La principale différence entre la théorie de l’utilité espérée et la théorie des perspectives est que cette dernière est une théorie descriptive alors que la première est une théorie prescriptive. En d’autres termes, la théorie des perspectives prétend décrire ce que les gens font, alors que la théorie de l’utilité espérée prétend décrire ce que les gens devraient faire. Bien sûr, ça ne veut pas dire que la théorie des perspectives décrit correctement le comportement des gens dans tous les cas (Kahneman et Tversky ont d’ailleurs été contraints d’y apporter des modifications pour répondre à certaines critiques), mais c’est du moins son objectif. Dans le cas de la théorie de l’utilité espérée, c’est un peu plus compliqué, car pendant longtemps les économistes ont considéré que, même si elle décrivait un idéal rationnel et pas la façon dont les gens se comportaient en réalité, les gens étaient suffisamment rationnels pour qu’elle puisse néanmoins décrire de manière approximative leur comportement.

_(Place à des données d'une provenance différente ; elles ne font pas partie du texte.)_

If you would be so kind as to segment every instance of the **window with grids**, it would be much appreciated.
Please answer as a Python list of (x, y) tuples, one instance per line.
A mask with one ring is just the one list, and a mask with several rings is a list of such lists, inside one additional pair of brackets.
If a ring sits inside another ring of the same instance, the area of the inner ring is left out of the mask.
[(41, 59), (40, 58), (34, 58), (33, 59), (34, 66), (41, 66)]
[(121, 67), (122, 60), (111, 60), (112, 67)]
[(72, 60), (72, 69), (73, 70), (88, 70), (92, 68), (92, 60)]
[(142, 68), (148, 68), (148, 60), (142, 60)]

La découverte du phénomène d’aversion à la perte fait partie des choses qui ont convaincu beaucoup d’économistes que cette position n’était pas tenable et conduit au développement d’alternatives comme la théorie des perspectives. En effet, de même que l’aversion au risque n’est pas irrationnelle en soi, l’aversion à la perte n’est pas nécessairement irrationnelle, mais contrairement à l’aversion au risque elle peut facilement conduire à des résultats désastreux qui ne sont pas du tout désirés par les gens qui manifestent ce comportement. En effet, comme nous l’avons vu, l’aversion à la perte signifie que, pour éviter des pertes, les gens sont prêts à prendre des risques. Or, dans certains cas, cette prise de risque peut s’avérer catastrophique. Prenons l’exemple d’un investisseur qui possède un grand nombre d’actions d’une entreprise dont le cours est en train de tomber. Il pourrait vendre les actions et limiter les dégâts, mais comme les gens ont une aversion à la perte, il risque de les garder dans l’espoir que le cour remonte. Mais si entretemps l’entreprise fait faillite, il pourrait bien être ruiné, ce qui serait bien pire pour lui que la perte limitée qu’il cherchait à éviter. Il est donc crucial d’avoir conscience de cette tendance qu’ont la plupart des gens lorsqu’on prend des décisions financières importantes, car cela permet éventuellement d’éviter ce genre de comportement irrationnel, dont les conséquences peuvent être funestes.